Cancer poses significant challenges for patients and caregiving partners. Avoidant communication has been linked to poorer psychosocial adjustment to cancer. Two conceptual models have been proposed to account for this linkage: the social-cognitive processing and relationship intimacy models.
Objective: To examine the utility of these models in explaining patient and partner psychological and relationship adjustment on a day-to-day basis using ecological momentary assessment.
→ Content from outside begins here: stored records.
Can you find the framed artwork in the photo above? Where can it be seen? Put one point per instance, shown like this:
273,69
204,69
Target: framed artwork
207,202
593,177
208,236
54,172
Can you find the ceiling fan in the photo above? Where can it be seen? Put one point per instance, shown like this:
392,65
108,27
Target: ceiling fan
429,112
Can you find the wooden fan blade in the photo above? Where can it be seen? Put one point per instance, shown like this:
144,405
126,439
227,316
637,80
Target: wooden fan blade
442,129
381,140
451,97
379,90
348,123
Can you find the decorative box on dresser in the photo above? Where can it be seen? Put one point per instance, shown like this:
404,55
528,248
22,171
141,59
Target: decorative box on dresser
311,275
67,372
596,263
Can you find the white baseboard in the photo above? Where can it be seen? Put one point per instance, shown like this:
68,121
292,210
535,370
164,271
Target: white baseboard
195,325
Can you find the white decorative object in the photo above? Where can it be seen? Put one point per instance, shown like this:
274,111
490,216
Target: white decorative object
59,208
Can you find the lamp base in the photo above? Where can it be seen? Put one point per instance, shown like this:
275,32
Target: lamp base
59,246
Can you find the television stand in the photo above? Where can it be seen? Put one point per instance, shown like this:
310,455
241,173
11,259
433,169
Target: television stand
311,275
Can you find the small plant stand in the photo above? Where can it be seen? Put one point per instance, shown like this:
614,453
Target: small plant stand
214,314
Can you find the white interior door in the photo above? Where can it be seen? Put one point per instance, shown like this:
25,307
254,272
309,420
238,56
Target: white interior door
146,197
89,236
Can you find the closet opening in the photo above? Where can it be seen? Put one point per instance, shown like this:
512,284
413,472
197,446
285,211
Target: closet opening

Method: Patients with breast, colorectal, or lung cancer and their partners (286 dyads) were prompted twice daily for 14 days via smartphone to answer questions about communication with their partner, adjustment (psychological distress and relationship satisfaction), and hypothesized mediators (avoidant thoughts and intimacy). Data were collected from 2017 to 2020.
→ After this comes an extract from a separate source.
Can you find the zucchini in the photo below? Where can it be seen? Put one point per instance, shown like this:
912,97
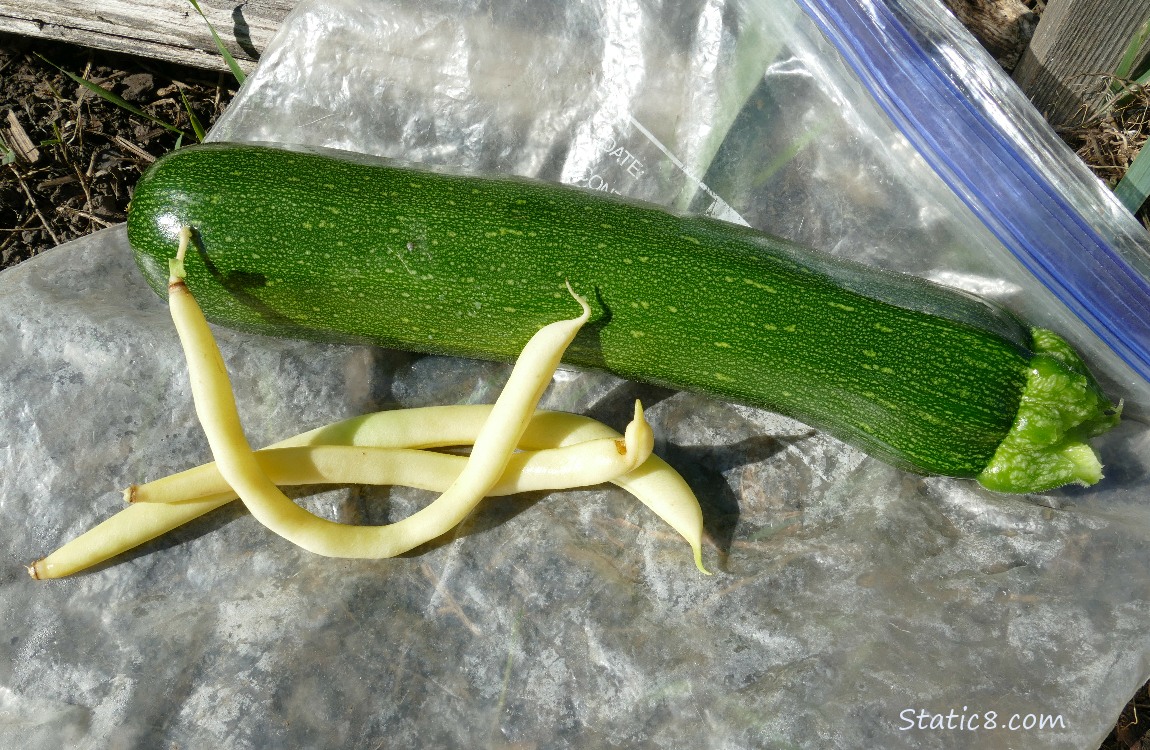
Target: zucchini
343,247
Results: Participants responded to 92% of prompts and completed 91%. Results supported the relationship intimacy but not the social-cognitive processing model. On afternoons when participants (both patients and caregivers) held back or perceived avoidance or criticism from their partner, they reported less intimacy, as did their partners; this lowered intimacy, in turn, led to participants' (both patients' and caregivers') own lowered relationship satisfaction that evening and to patients' lowered relationship satisfaction through caregivers' lowered intimacy (one-tailed Bayesian ps < .025). When distress was the criterion, patients' holding back or perceived avoidance/criticism led to their own increased distress through their own decreased intimacy, and caregivers' holding back or perceived avoidance/criticism led to patients' increased distress through patients' lowered intimacy (one-tailed Bayesian ps < .005).